Storing PGP Secrets

We have a data connection we are bringing encrypted data in from, and need to store a PGP key to do it. The type of data connection we are using doesn’t support storing arbitrary secrets. I can store the secret directly in the repo, but I get a message when turning on external transforms that this is no longer the recommended way. How should I be storing this secret if not in the repo/data connection?

Absolutely do not try to store your secret in the repository*. Store this as a custom secret in the source definition. See the docs here.


*Even if the source method does not work for you, there are many many better options that storing the secret in the plain text of the repository.

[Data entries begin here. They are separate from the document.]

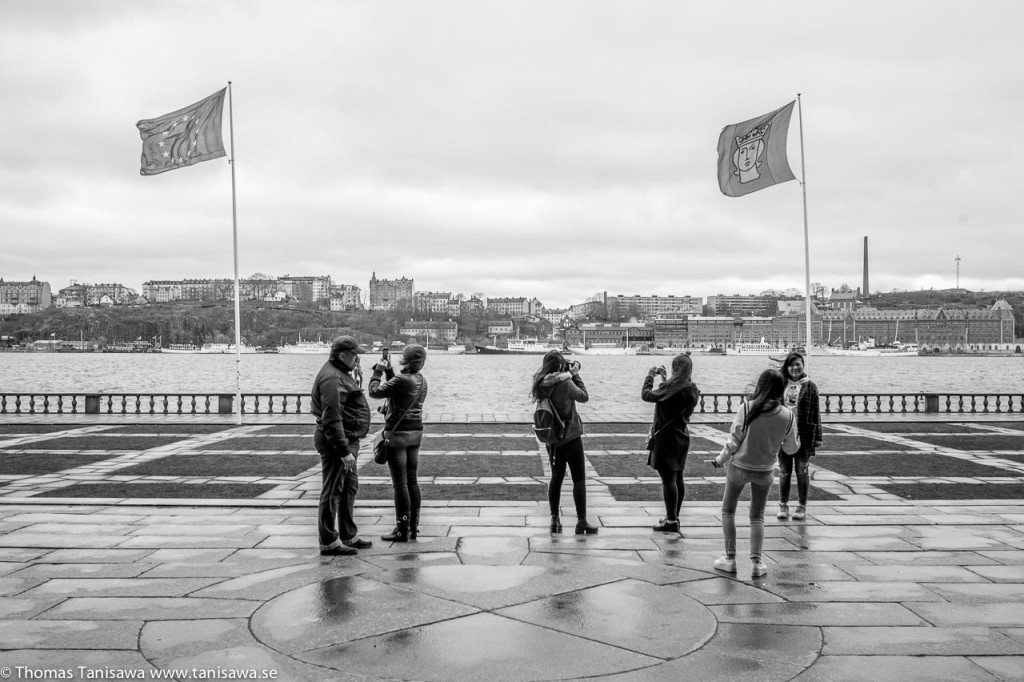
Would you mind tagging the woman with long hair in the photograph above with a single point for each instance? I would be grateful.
(559, 382)
(762, 426)
(674, 401)
(801, 395)
(406, 393)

Sorry I didn’t mean in plain text, I meant in the credentials tab of the repo :laughing: , as used to be the recommended way. But enabling the credentials tab seems to no longer be recommended in favour of importing sources directly into the repo.

1 Like

Aha that did panic me a bit…

Yep importing the source is much smoother and generally super easy to set up in my experience. It also gives you a lot of consistency around the permissions of the source resource and is generally a lot cleaner.

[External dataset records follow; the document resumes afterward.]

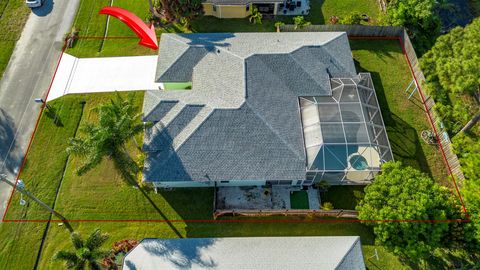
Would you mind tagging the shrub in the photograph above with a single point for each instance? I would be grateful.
(352, 18)
(327, 206)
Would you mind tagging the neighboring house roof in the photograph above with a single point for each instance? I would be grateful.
(241, 119)
(335, 252)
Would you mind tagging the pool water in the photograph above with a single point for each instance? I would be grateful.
(358, 162)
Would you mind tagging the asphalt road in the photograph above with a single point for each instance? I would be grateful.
(27, 77)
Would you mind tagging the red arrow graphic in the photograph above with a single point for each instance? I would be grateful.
(145, 33)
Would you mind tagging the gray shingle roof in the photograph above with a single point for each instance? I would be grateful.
(248, 85)
(267, 253)
(241, 2)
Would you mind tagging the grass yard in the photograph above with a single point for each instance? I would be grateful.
(13, 15)
(299, 200)
(89, 23)
(404, 119)
(341, 9)
(101, 194)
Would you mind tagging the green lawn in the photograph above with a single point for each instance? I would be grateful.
(343, 8)
(89, 23)
(299, 200)
(404, 119)
(13, 15)
(101, 194)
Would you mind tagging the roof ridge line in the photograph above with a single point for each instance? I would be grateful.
(273, 130)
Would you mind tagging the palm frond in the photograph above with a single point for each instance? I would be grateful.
(70, 258)
(96, 240)
(94, 265)
(77, 240)
(92, 161)
(77, 147)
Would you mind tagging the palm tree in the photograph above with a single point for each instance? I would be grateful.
(256, 16)
(278, 25)
(118, 123)
(87, 252)
(153, 9)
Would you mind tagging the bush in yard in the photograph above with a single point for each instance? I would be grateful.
(327, 206)
(299, 22)
(171, 10)
(118, 123)
(403, 193)
(87, 251)
(278, 25)
(468, 149)
(352, 18)
(256, 16)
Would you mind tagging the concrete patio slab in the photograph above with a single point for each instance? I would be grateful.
(261, 198)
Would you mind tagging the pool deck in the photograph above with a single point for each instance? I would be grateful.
(254, 198)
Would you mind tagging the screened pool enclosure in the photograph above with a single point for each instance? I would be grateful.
(344, 134)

Agreed, and in general that’s my preferred method. But the particular type of data connection I am using (SFTP) does not support storing arbitrary secrets on the connection itself (like a REST connection would), and therefore I would have to either

  • store the details in the repo
  • create a dummy data connection just to store the secret

I was wondering if there was a third way as neither of these seem ideal

Hi @ggarber

Adding an encrypted PGP property on the SFTP source that you can use in a code repository is something we’re actively working on.

Meanwhile, like you suggested, I’d recommend creating a stub REST API source that could store your egress policies, credentials and additional PGP key, to consume it in a code repo

Best
Barth

2 Likes

This topic was automatically closed 14 days after the last reply. New replies are no longer allowed.